The Service uses browser `localStorage` (not HTTP cookies) to save first-visit state and your preferences locally on your device. This data is never transmitted to our servers.

During the Stripe Checkout payment flow, Stripe may set cookies necessary to process your payment securely. These cookies are set by Stripe, governed by Stripe's Privacy Policy, and are only active during the checkout session.

If we introduce analytics in the future, we will update this policy and, where required by law, obtain your consent.

8. Children's Privacy

The Service is not directed to children under the age of 13. We do not knowingly collect personal information from children under 13. If you believe a child under 13 has provided us with personal information, please contact us at hello@thatmeetingcost.com and we will promptly delete it.

We do not have actual knowledge that we sell or share personal information of minors under 16.

9. International Data Transfers

The Service is hosted in the United States. Specifically:

Our frontend is served via Vercel's global edge network (US-based company).
Our backend API runs on a home server located in the United States, accessed through a Cloudflare Tunnel.
Our database is located on that US-based server.
AI email generation requests are processed by Anthropic, a US-based company.
Payment data is processed by Stripe, a US-based company.

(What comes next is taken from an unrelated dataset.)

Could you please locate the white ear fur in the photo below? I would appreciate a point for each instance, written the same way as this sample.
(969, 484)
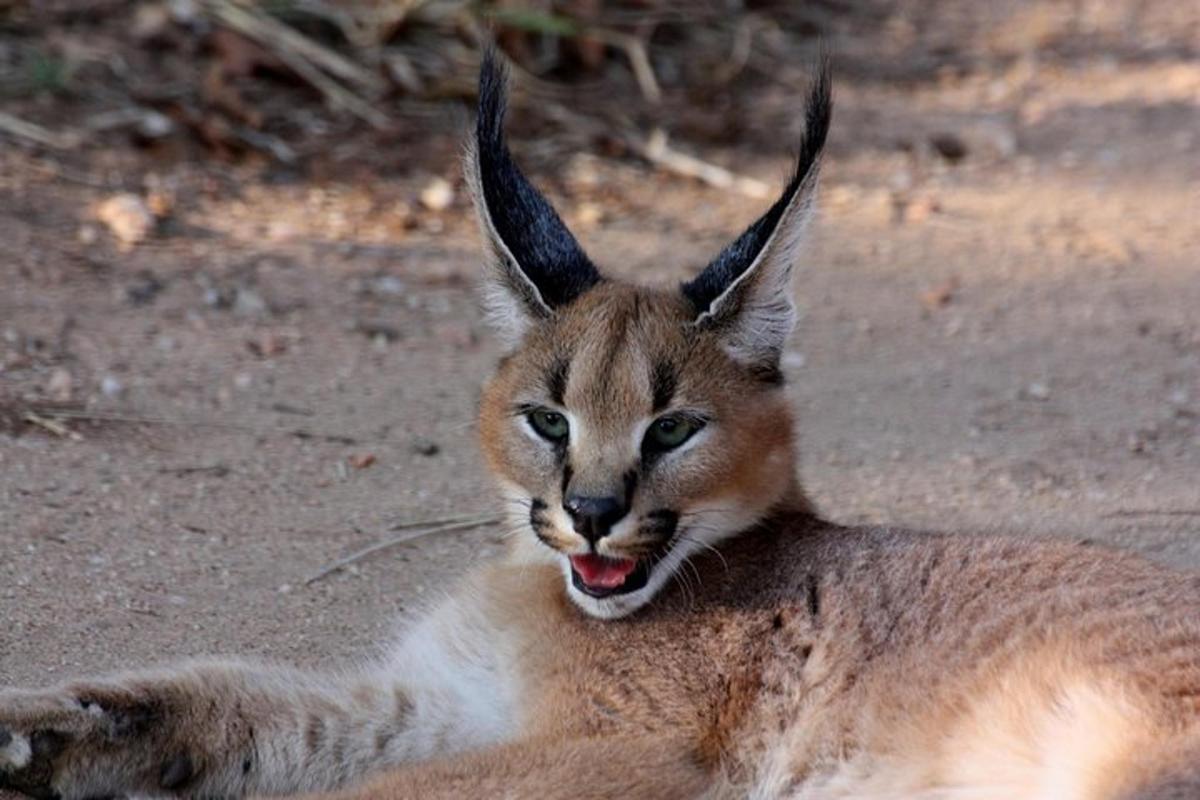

If you access the Service from outside the United States, your information will be transferred to and processed in the United States, which may not have data protection laws equivalent to those in your country of residence.

For users in the EEA/UK/Switzerland: we rely on Standard Contractual Clauses (SCCs) where required, through our service providers (Stripe, Anthropic, Vercel, Cloudflare), each of which has established appropriate cross-border transfer mechanisms.

10. Changes to This Policy

We may update this Privacy Policy from time to time. When we do, we will update the "Last Updated" date at the top of this page. If the changes are material, we will provide additional notice — such as an in-app notification or an email to subscribers.

Your continued use of the Service after any change constitutes your acceptance of the updated policy. We encourage you to review this page periodically.

11. Contact Us

If you have questions, concerns, or requests related to this Privacy Policy, please contact us at:

[LEGAL_ENTITY_NAME]

Email: hello@thatmeetingcost.com

We aim to respond to all privacy inquiries within 30 days.